Спустя пару недель после смерти в перерывах между кормлениями она начала изучать лицо спящей Жени, пытаться найти в нем себя или Женю-старшего, но это было маленькое и совершенно новое лицо совершенно нового человека, удивительное, неповторимое, уникальное. Сломанные ребра позволяли лежать только на одном боку, поэтому Женю не убирали, не уносили в кровать, хоть бабушка и цокала недовольно, и выговаривала сыну, что нужно перекладывать ребенка в люльку и начинать подниматься, начинать расхаживаться, да, разрывы, да, переломы, а раньше как было, это же одинаково во все времена. Как будто она первая! Раньше тоже рвались и ломались, а потом шли и пахали в поле, даже после смерти, несмотря ни на что.

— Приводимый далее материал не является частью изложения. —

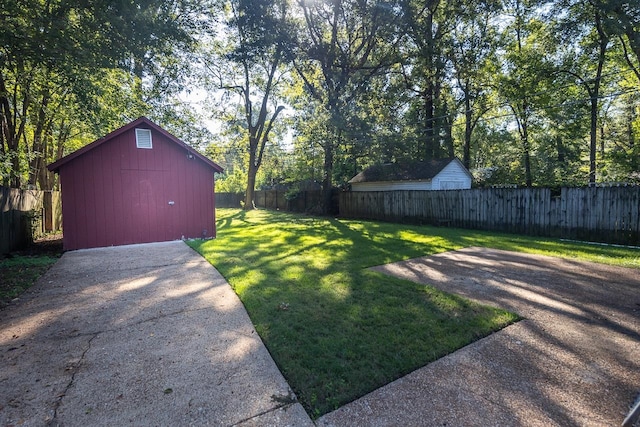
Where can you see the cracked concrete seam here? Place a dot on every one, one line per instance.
(76, 368)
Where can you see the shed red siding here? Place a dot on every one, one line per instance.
(118, 194)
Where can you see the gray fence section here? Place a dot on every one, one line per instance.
(304, 201)
(26, 215)
(602, 214)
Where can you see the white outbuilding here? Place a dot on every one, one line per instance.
(436, 174)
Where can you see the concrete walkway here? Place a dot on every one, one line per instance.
(137, 335)
(573, 361)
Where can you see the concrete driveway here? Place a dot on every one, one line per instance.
(137, 335)
(573, 361)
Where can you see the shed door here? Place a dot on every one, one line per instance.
(150, 208)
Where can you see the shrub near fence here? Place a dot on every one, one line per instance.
(603, 214)
(27, 214)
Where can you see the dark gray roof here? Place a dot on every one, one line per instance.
(414, 171)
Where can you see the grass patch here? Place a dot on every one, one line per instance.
(19, 272)
(338, 331)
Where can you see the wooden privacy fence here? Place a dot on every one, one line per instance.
(602, 214)
(304, 201)
(26, 215)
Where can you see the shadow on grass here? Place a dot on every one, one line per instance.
(336, 330)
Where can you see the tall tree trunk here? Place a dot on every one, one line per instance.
(249, 199)
(327, 181)
(527, 154)
(466, 156)
(595, 92)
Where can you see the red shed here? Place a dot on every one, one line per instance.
(138, 184)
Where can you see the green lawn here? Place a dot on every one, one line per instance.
(337, 330)
(19, 272)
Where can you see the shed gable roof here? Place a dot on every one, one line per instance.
(413, 171)
(142, 121)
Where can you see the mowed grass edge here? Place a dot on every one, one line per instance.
(337, 330)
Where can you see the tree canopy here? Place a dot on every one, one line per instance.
(524, 92)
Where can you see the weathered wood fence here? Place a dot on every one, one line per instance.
(304, 201)
(26, 215)
(602, 214)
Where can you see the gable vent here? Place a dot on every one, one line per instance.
(143, 138)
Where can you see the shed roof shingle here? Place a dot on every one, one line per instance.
(144, 122)
(414, 171)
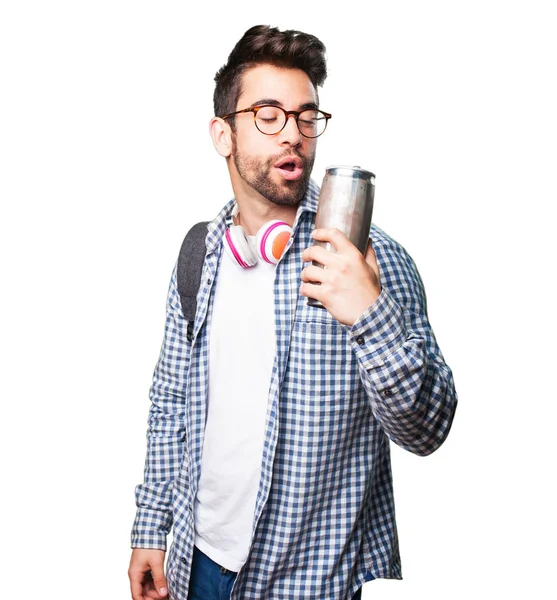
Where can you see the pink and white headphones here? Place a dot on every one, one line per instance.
(269, 244)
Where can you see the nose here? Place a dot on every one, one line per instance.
(290, 134)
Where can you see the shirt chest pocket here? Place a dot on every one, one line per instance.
(320, 358)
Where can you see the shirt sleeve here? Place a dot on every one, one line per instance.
(166, 430)
(409, 385)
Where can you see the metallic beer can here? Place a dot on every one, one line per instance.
(345, 202)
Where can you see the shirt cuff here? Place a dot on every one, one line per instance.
(379, 331)
(150, 529)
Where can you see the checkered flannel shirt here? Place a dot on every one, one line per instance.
(324, 519)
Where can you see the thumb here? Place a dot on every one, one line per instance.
(157, 572)
(371, 259)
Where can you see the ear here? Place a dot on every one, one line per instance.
(221, 135)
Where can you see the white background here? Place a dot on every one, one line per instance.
(106, 161)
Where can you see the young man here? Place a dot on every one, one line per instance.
(269, 432)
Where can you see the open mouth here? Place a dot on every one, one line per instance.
(290, 167)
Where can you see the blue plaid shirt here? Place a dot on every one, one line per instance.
(324, 519)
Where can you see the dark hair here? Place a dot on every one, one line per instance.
(267, 45)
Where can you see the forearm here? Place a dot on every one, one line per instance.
(165, 435)
(410, 388)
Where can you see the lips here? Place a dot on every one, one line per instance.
(290, 167)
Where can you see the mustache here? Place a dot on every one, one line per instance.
(306, 160)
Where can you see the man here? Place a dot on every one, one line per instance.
(268, 443)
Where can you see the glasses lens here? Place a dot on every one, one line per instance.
(312, 123)
(269, 119)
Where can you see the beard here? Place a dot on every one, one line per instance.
(257, 173)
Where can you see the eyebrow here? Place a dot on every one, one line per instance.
(273, 102)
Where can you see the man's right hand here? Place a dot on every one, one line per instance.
(146, 574)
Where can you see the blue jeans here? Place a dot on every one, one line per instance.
(210, 581)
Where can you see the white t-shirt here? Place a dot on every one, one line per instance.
(242, 349)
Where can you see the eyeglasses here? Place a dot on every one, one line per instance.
(270, 119)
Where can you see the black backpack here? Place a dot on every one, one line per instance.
(190, 266)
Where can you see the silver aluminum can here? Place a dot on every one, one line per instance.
(345, 202)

Еще через две недели она смогла присесть. Июнь выдался сырым и влажным, Жени гуляли на балконе чаще, чем на улице. Она подходила к окну, смотрела на коляску и думала о том, что никогда не любила игру в дочки-матери, а теперь придется научиться, в жизни после смерти было довольно много всякого странного, было предостаточно боли и еще чего-то, чему не находилось слово. По ночам в этой жизни появлялся кричащий ребенок. А когда боли стало меньше, слово нашлось, она поняла, что чувствует, поняла, что ничего не чувствует, это называется: опустошенность. Когда боль сменилась зыбкой рябью внутри, в ее жизни после смерти поселилась бессмертная усталость. Как же так, думала она, где же обретенный мной смысл жизни, который все обещают, который всем обещают, это какой-то обман, никакого смысла, не говоря о жизни, которой просто нет, есть только крик ребенка, болезни ребенка, мои крики и мои болезни.
Она взращивала любовь к дочери, как патиссоны. Прислушивалась, потому что матери должны уметь слушать. Слышать, как и почему плачет их ребенок. Женя плакала на ноту «ля». По ней можно было сверять камертон.